El sistema de salud colombiano ha enfrentado desde hace varios años un declive significativo, que ha dejado a miles de colombianos en riesgo y que ha impactado la prestación de servicios de atención y también la entrega de medicamentos.

Hace algunos días, la Fundación Canguro, que se encarga de humanizar la neonatología a través de la aplicación del Método Madre Canguro (MMC) en el cuidado de los niños recién nacidos, particularmente de los más frágiles: prematuros y con bajo peso al nacer (BPN), hizo una alerta que preocupó a muchos.

La directora de la entidad le dijo al Espectador que se han registrado varios casos de ceguera en niños prematuros en los últimos meses, casos que eran evitables.
“Estamos muy sensibles porque en cuestión de pocos meses tuvimos ocho casos de ceguera que eran evitables. Para quienes trabajamos con el método madre canguro, esto es duro. Imagínese: ocho niños quedaron ciegos por causas que pudieron evitarse”, dice Nathalie Charpak, directora de la Fundación Canguro.

Adicional a ello, se refirió al sistema de salud, asegurando que, aunque “está atravesando una transición y existen dificultades, creemos que una sociedad que no protege a sus niños más vulnerables está enferma. No importa si el gobierno es de derecha o de izquierda”, dijo.

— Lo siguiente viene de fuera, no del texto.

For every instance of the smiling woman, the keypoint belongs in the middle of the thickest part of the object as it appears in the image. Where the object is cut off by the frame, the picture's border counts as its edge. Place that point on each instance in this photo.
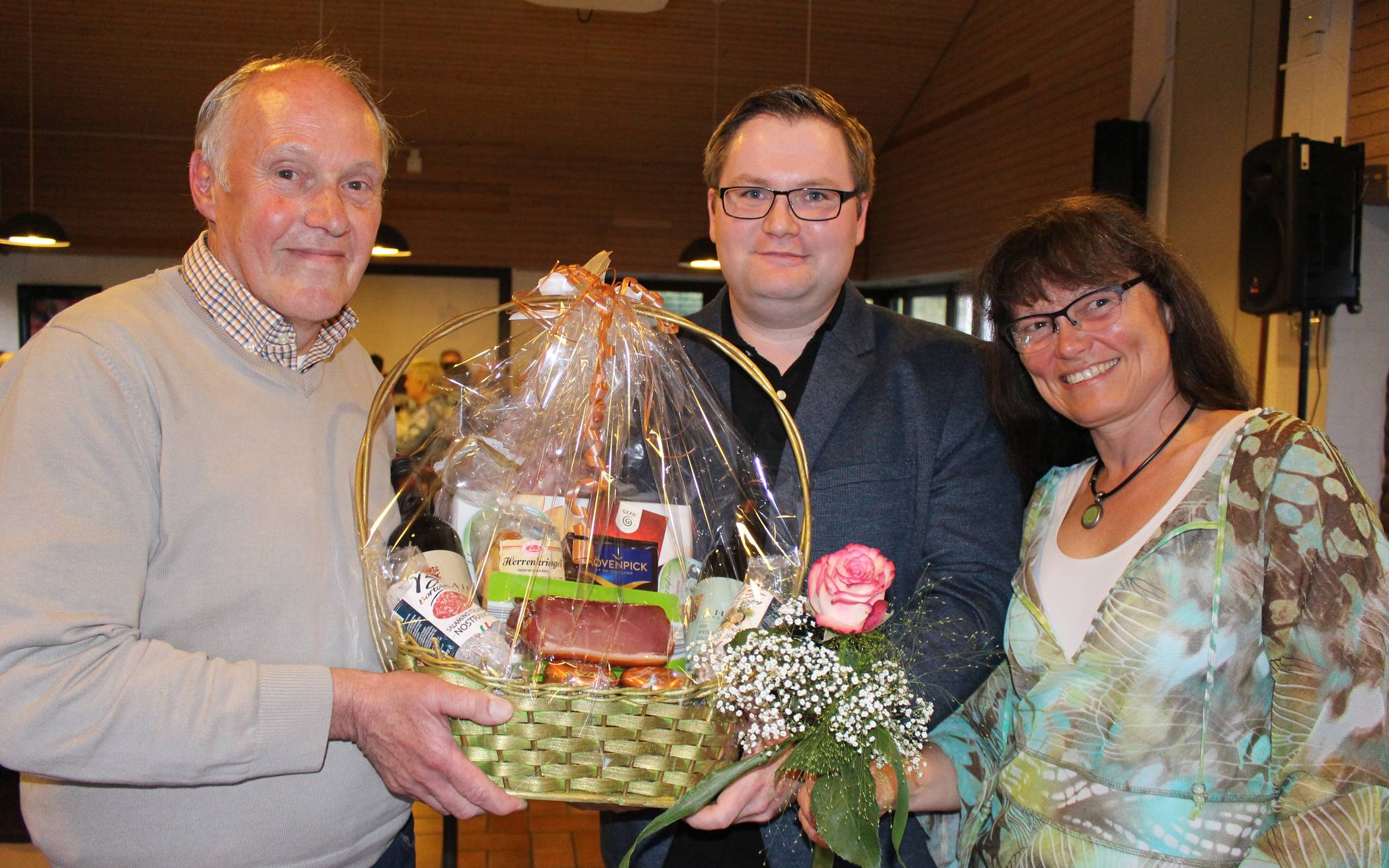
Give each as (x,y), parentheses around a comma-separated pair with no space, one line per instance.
(1173,653)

Los casos se registraron tras la presencia de la retinopatía, una enfermedad que requiere especial atención, tras una alteración en el desarrollo de los vasos sanguíneos de la retina que afecta principalmente a los recién nacidos más prematuros, que son quienes 30 semanas de gestación o con un peso inferior a 1.500 gramos.
Si esta condición no se detecta y trata a tiempo, puede causar una pérdida irreversible de la visión. Si el diagnóstico se hace 72 horas antes para intervenir quirúrgicamente, la condición puede ser reversible, pero en los casos descritos no ocurrió.